Beyond creating Facebook groups, which they have done aplenty, the most relevant people here—actual teenagers—have staged rallies at legislators' offices, written op-ed pieces, and articulated a coherent critique of Kyleigh's Law that does not necessarily depend on the prospect of sexual predation. But their legitimate grievances tend to be undermined by paranoid adults who give credence to the overwrought notion that psychopaths could be lurking behind any anonymous windshield. In fact, if a teenager is likely to be followed by anyone, it's a police officer, not some crazed miscreant—and legislators don't seem to have a problem with that.
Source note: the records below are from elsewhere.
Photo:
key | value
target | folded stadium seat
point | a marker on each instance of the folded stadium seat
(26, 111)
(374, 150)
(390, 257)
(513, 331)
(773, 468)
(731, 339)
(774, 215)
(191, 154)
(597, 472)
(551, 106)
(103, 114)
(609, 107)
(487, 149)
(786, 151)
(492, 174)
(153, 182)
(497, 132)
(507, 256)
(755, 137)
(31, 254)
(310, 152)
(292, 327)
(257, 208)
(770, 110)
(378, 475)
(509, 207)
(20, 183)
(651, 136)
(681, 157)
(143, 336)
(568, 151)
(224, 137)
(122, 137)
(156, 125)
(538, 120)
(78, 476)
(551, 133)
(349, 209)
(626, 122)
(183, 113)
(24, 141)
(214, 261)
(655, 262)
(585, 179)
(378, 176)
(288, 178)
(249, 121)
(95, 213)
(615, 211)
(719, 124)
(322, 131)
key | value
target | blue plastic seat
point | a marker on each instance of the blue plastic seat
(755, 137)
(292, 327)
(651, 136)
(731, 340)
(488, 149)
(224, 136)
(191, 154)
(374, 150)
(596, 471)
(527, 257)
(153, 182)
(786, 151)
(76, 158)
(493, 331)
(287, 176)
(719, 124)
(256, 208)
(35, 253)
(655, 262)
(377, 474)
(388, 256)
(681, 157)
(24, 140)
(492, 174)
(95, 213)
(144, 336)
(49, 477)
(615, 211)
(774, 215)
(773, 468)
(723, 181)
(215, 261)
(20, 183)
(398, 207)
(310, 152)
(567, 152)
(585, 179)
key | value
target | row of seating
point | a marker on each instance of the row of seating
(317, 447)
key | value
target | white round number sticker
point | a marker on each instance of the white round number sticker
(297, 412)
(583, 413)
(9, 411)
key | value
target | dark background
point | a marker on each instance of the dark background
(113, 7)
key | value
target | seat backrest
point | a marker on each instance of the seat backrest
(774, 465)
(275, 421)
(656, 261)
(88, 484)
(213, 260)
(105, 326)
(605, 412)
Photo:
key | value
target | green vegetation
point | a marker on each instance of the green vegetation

Chief Jannicelli says he hasn't been especially diligent in writing tickets for noncompliance with the decal provision, but it does come in handy on occasion. "I've issued one only because the kid was…lazy, I guess is the word," he reports. "I couldn't write him a 'lazy' ticket." The kid had left his car parked in a fire zone for a few minutes while he went inside a bagel store—not a terribly egregious violation. As a compromise, Jannicelli wrote the kid up for the lesser offense of failing to display the decals. It's a mundane story, but illustrates what Kyleigh's Law actually does in practice: It gives officers greater discretion in monitoring teenage drivers however they see fit. There are no firm data on the rate of noncompliance, but Jannicelli believes it's quite high. So a citation for lacking proper decals is now available to officers as a "warning" if, say, they don't like a teenager's attitude. But you won't often hear members of the Assembly comment on the wisdom of enhancing police discretion in this way. The critics mostly focus on the specter of lurking perverts.
The Alarmist Impulse
Last November, Michael Patrick Carroll, one of the 13 assemblymen who have reversed their position on Kyleigh's Law, cast the sole vote against an anti-bullying bill introduced in response to the death of Tyler Clementi, a Rutgers freshman who committed suicide after a roommate surreptitiously streamed video of his intimate encounter with another man to online viewers. "Kyleigh would not have been saved by the decals," Carroll tells me, "and Tyler would not have been saved by an anti-bullying bill."
His is a lonely voice in New Jersey against legislation named after dead teenagers. Sen. Frank Lautenberg (D-N.J.) and Rep. Rush Holt (D-N.J.) subsequently proposed the federal Tyler Clementi Anti-Harassment Education Act, which would require all universities receiving federal aid to strengthen their anti-harassment policies. The Foundation for Individual Rights in Education, an organization that defends academic freedom, says the bill would be "a disaster for open debate and discourse on campus," arguing that its vague and subjective definition of harassment threatens to abridge students' First Amendment rights.
As legislators gradually express regret for almost unanimously assenting to an ill-considered bill, the decal provision of Kyleigh's Law may well be repealed. But the underlying impulse that allowed it to pass so briskly through the legislature with negligible dissent is still firmly entrenched, as is the idea that government must express its sympathy with victims of tragedy by cobbling together commemorative legislation. There was an opportunity here to open a dialog on the state's proper role in regulating teenage behavior; instead, the primary argument against Kyleigh's Law was based on the same sort of alarmism that led to its passage. That may be enough to kill one bad bill, but it does nothing to address the culpable mind-set. Assemblyman Schroeder is currently cosponsoring legislation that would require life imprisonment for anyone convicted of murdering a child. It's called Judy and Nikki's Law.